NZX Regulation approval not needed on Hutson and Reeves' Abano proxy forms
By Suze Metherell
June 6 (BusinessDesk) - NZX Regulation has clarified that its approval is not needed for Abano Healthcare's dissident shareholders Peter Hutson and James Reeves to send out proxy forms to shareholders ahead of the June 13 special meeting.
While Abano did and is required to seek regulatory approval before sending out a notice of meeting and proxy forms, NZX approval is not needed in relation to anyother proxy form sent to shareholders in relation to the meeting, the stock market operator's regulation arm said in a statement. NZX Regulation said shareholders need to give due consideration as to who they appoint as their proxy ahead of next Friday's special meeting.
Hutson and Reeves, whose interests own about 19 percent of the company, have sent shareholders a proxy form after they called the special meeting to force the vote to dump chairman Trevor Janes, an established professional director. The two have since filed papers with the High Court to delay the meeting, saying the timeframe was "inadequate" and "impracticable" to call and conduct the meeting, according to papers filed in the High Court. Reeves said the short timeframe will be most acute for retail shareholders who own about 50 percent of Abano.
The company issued the notice of meeting last Friday, with the board recommending shareholders oppose the vote to dump the chairman. Janes abstained from endorsing the directors' recommendation. The board has written to shareholders warning that the Hutson and Reeves proxy form is not the official Abano proxy form.

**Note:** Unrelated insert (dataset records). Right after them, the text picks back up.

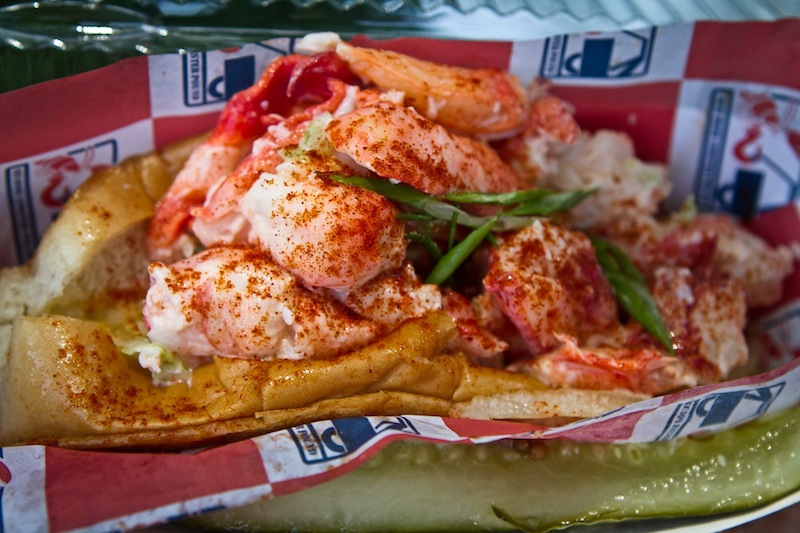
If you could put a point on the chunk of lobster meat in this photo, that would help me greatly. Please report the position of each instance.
(236, 302)
(327, 234)
(396, 142)
(605, 160)
(705, 317)
(220, 221)
(484, 102)
(760, 268)
(392, 296)
(286, 86)
(547, 281)
(707, 244)
(476, 341)
(550, 126)
(645, 370)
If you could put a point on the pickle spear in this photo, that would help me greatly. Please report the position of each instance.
(540, 486)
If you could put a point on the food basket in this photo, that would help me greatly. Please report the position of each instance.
(630, 66)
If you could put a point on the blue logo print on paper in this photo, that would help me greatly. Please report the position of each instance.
(325, 441)
(206, 85)
(623, 54)
(751, 144)
(719, 409)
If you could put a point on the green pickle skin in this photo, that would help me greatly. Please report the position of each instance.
(540, 485)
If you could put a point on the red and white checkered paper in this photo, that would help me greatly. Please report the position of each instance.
(718, 102)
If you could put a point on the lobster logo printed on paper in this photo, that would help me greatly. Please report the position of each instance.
(330, 440)
(720, 409)
(5, 476)
(616, 55)
(750, 156)
(37, 189)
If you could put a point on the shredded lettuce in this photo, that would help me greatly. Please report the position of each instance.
(165, 367)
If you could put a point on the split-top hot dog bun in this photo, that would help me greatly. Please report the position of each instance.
(65, 381)
(272, 259)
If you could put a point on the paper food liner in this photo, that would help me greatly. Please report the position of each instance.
(718, 102)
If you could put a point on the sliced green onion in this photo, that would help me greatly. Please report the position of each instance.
(554, 202)
(427, 243)
(459, 253)
(630, 288)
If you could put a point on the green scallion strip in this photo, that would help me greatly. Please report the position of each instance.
(405, 194)
(451, 238)
(551, 203)
(427, 243)
(631, 290)
(459, 253)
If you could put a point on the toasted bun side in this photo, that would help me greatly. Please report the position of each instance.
(96, 243)
(66, 383)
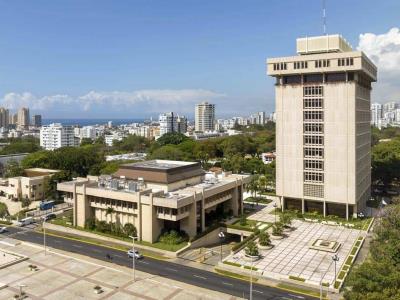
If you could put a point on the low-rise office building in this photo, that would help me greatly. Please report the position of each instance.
(156, 195)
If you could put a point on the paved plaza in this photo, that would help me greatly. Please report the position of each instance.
(292, 256)
(71, 276)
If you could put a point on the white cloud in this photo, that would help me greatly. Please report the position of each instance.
(115, 100)
(384, 51)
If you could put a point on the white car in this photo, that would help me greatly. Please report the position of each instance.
(135, 254)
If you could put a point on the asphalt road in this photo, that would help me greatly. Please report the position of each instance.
(166, 269)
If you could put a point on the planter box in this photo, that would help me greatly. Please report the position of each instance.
(276, 237)
(265, 247)
(251, 258)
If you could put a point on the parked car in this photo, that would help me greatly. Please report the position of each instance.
(135, 254)
(49, 217)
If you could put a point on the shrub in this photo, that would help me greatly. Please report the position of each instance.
(277, 229)
(264, 239)
(251, 249)
(286, 219)
(130, 230)
(173, 237)
(90, 223)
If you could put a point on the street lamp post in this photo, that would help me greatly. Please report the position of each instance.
(133, 256)
(221, 236)
(251, 280)
(335, 258)
(44, 236)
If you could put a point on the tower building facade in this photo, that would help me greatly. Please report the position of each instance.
(323, 135)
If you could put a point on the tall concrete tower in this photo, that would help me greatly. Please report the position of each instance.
(205, 117)
(323, 136)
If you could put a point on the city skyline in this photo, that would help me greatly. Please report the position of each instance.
(68, 70)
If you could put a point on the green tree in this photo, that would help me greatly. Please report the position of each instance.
(13, 169)
(251, 249)
(130, 230)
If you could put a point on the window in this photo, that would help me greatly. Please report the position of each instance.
(313, 90)
(313, 128)
(313, 116)
(313, 140)
(317, 165)
(313, 177)
(313, 103)
(313, 152)
(322, 63)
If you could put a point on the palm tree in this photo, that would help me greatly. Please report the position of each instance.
(110, 211)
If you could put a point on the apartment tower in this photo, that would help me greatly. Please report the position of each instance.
(323, 135)
(205, 117)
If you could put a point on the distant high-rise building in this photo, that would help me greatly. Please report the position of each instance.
(23, 117)
(55, 136)
(205, 117)
(171, 122)
(37, 120)
(323, 133)
(4, 117)
(376, 114)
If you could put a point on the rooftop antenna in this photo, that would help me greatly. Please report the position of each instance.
(324, 15)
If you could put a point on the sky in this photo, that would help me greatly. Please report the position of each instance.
(138, 58)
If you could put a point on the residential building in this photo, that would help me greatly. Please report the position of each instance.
(55, 136)
(31, 186)
(205, 117)
(156, 195)
(376, 114)
(4, 117)
(23, 118)
(37, 120)
(323, 135)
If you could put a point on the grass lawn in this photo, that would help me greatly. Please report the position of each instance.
(259, 199)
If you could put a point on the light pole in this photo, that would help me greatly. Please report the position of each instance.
(133, 256)
(335, 258)
(44, 235)
(251, 280)
(221, 236)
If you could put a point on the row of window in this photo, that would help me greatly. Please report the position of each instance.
(313, 103)
(313, 128)
(317, 165)
(313, 177)
(313, 90)
(311, 140)
(313, 152)
(349, 61)
(280, 66)
(300, 65)
(313, 116)
(322, 63)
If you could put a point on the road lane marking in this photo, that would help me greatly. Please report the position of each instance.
(171, 269)
(201, 277)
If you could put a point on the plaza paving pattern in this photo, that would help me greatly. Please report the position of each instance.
(292, 256)
(72, 276)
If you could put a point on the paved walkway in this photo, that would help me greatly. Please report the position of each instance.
(292, 256)
(68, 276)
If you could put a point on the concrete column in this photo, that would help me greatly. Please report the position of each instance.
(203, 212)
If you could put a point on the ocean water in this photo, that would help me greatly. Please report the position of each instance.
(87, 122)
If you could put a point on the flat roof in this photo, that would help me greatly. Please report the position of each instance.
(159, 164)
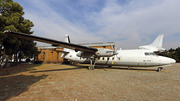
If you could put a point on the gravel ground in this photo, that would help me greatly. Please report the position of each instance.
(53, 82)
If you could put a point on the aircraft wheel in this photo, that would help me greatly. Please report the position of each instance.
(92, 68)
(159, 69)
(89, 67)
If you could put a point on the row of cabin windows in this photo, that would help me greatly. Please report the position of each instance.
(102, 58)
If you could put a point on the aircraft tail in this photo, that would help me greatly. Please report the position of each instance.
(67, 39)
(156, 45)
(66, 50)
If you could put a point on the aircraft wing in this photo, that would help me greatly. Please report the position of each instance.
(51, 41)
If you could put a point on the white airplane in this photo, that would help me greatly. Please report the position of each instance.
(142, 57)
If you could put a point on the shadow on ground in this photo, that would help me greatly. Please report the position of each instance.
(15, 85)
(18, 69)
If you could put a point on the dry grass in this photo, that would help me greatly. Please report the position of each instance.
(54, 82)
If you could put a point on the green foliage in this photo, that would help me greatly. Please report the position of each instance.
(11, 18)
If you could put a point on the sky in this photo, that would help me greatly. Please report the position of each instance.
(128, 23)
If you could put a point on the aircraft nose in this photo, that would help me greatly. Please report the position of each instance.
(173, 61)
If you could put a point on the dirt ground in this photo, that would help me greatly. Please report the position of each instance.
(55, 82)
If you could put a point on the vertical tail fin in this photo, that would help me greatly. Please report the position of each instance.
(67, 39)
(156, 45)
(158, 42)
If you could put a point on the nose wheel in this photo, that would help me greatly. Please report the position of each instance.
(159, 69)
(91, 67)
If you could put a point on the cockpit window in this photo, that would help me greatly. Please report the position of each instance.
(146, 53)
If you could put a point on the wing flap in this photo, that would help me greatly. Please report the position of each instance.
(50, 41)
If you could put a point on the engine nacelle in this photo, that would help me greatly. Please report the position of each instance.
(84, 55)
(102, 52)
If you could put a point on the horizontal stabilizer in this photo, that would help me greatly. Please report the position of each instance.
(156, 45)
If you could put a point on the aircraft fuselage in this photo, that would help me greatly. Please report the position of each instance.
(130, 58)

According to Abano's constitution, proxies must be lodged 48 hours in writing before the meeting but doesn't specify whether proxies must use the company's own form. Abano didn't respond to BusinessDesk's question on whether there would be any difference in recognising votes via Hutson and Reeve's proxy forms.
NZX Regulation said it was considering a complaint concerning the running of Abano's 2012 annual meeting and whether the company had complied with the listing rule which requires at least one-third of directors retire. It's also looking at a complaint as to whether a report by Grant Samuel released to the market prior to the 2013 annual meeting complied with the listing rule which prevents companies from issuing false or misleading information.
In a separate statement the Financial Markets Authority sought to clarify that wasn't taking any action against Abano, saying shareholder correspondence from Hutson's investment vehicle Healthcare Industry and Reeves' Steamboat Capital might imply it was investigating Abano over the disclosure of financial information was false.
Shares in Abano were unchanged at $6.65 today, and have gained 4.4 percent this year.